Kenapa harus ada neraka? Karena Allah itu adil dan sifat keadilannya tidak akan pernah hilang. Membuang keberadaan neraka dan kekekalan jiwa berarti membuang sifat keadilan Allah. Itu adalah pikiran yang sangat bodoh. Jiwa tidak mungkin musnah demikian kata Alkitab.

Kalau jiwa tidak musnah, adanya kekekalan dan nyatanya surga neraka maka apa yang harus kita lakukan? Amsal 11:4; 27:24;2 korintus 4:16-18. Hidup harus memiliki orientasi yang jelas! Kita hidup untuk perkara kekal dan bukan perkara dunia, sangat celaka kalau hidup hanya dengan orientasi duniawi. Semua akan kembali kepada pencipta oleh karena itu selama diberikan kesempatan hidup kita harus tetap mengingat bahwa suatu saat hidup ini akan berakhir.

Dengan demikian maka perkara kehidupan setelah kematian penting untuk direnungkan. Yohanes 14 dan Yoh 3:16 memberikan jawabnya dengan jelas. Apabila kita ingin berada di dalam kekekalan sorga maka serahkan diri kepada Yesus, percayalah bahwa Dia sudah membasuh dosa kita di kayu salib, dan melalui karya keselamatan-Nya kita pasti masuk ke dalam kekekalan sorga.
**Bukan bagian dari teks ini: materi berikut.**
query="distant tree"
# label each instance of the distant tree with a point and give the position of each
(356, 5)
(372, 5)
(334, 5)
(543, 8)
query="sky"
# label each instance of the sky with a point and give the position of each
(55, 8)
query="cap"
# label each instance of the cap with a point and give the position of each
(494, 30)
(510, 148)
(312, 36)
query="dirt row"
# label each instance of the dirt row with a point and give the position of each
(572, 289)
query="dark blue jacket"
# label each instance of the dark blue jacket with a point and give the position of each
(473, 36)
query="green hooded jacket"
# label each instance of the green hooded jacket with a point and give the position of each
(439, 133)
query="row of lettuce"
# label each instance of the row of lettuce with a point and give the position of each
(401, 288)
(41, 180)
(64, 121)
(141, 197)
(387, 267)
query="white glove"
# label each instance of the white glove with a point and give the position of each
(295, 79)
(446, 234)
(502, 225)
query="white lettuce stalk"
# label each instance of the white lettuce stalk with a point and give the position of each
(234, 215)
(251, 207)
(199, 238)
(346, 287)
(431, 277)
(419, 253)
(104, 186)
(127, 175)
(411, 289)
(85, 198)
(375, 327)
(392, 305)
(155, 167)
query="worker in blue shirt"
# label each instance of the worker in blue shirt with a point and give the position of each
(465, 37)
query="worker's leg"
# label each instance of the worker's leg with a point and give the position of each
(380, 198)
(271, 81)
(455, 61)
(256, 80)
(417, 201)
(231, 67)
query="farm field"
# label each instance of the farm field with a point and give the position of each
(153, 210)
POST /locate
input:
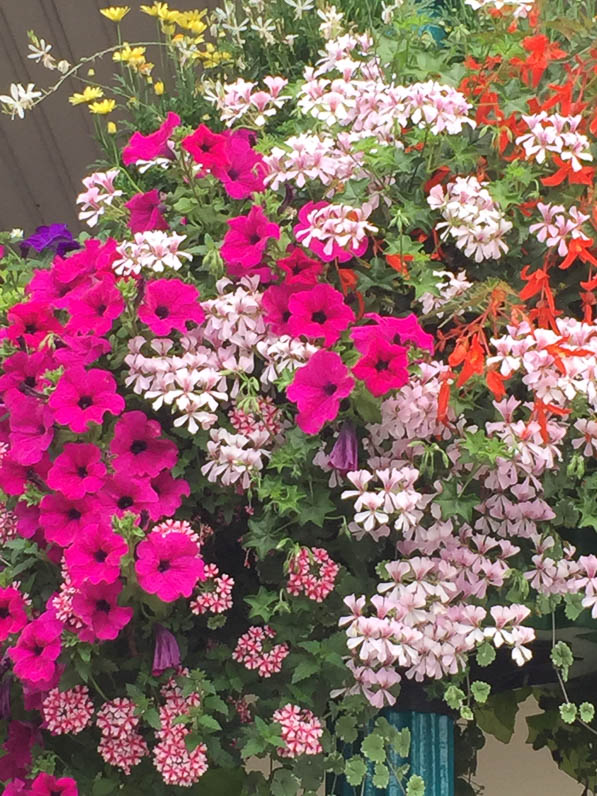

Bagi setiap kita yang belum beriman kepada Yesus, sadarilah sebelum terlambat. Neraka itu sungguh ada dan jiwa kita ini kekal adanya. Jangan bodoh, bertobat dan percayalah kepada Yesus sekarang juga. Sebagai anak Allah yang mempunyai jaminan yang kekal setelah kekekalan akan memberikan respon yang berbeda terhadap hidup, keluarga, pelayanan, uang, hoby,dll. Hidup dengan pengharapan sorga akan lebih optimis dan produktif dibandingkan dengan mereka yang pasrah dan tidak mengerti tentang perkara kekekalan. Filsafat bodoh mengatakan “marilah kita makan dan minum karena besok kita akan mati” ini adalah kecerobohan hidup. Surga dan neraka itu nyata, jiwa ini tidak bias binasa. Renungkanlah sekarang, bagaimana kita hidup dan kemana kita pergi.

Ada pendapat yang mengatakan “orang Kristen itu hanya menciptakan sorga dalam pikirannya untuk melarikan diri dari dunia yang penuh penderitaan, itu hanyalah candu agar tidak gelisah dalam hidup” sekarang mari kita melihat beberapa perkara, kenapa bayi ingin lahir?kenapa ulat ingin jadi kupu-kupu?kenapa anak ayam ingin keluar dari cangkang? Jawabannya karena secara sadar mereka tahu, walaupun belum mengalaminya bahwa ada kehidupan di luar rahim, ada kehidupan di luar cangkang, ada wujud kupu-kupu. Ini adalah seruan jiwa dari seorang manusia, kita yakin sorga dan neraka sungguh ada, ini buka suatu pelarian pikiran.

Justru orang-orang yang mengatakan semua ini hanya “candu” adalah orang-orang yang sedang melarikan diri dari realitas yang sebenarnya karena mereka sendiri tidak siap berhadapan dengan kekekalan. Hidup yang sangat naïf.

Terima kasih Tuhan untuk keselamatan yang Engkau berikan, sekarang hidupku akan berorientasi kepada kekekalan, dengan iman mataku memandang ke sorga, kepada Engkau penyelamatku.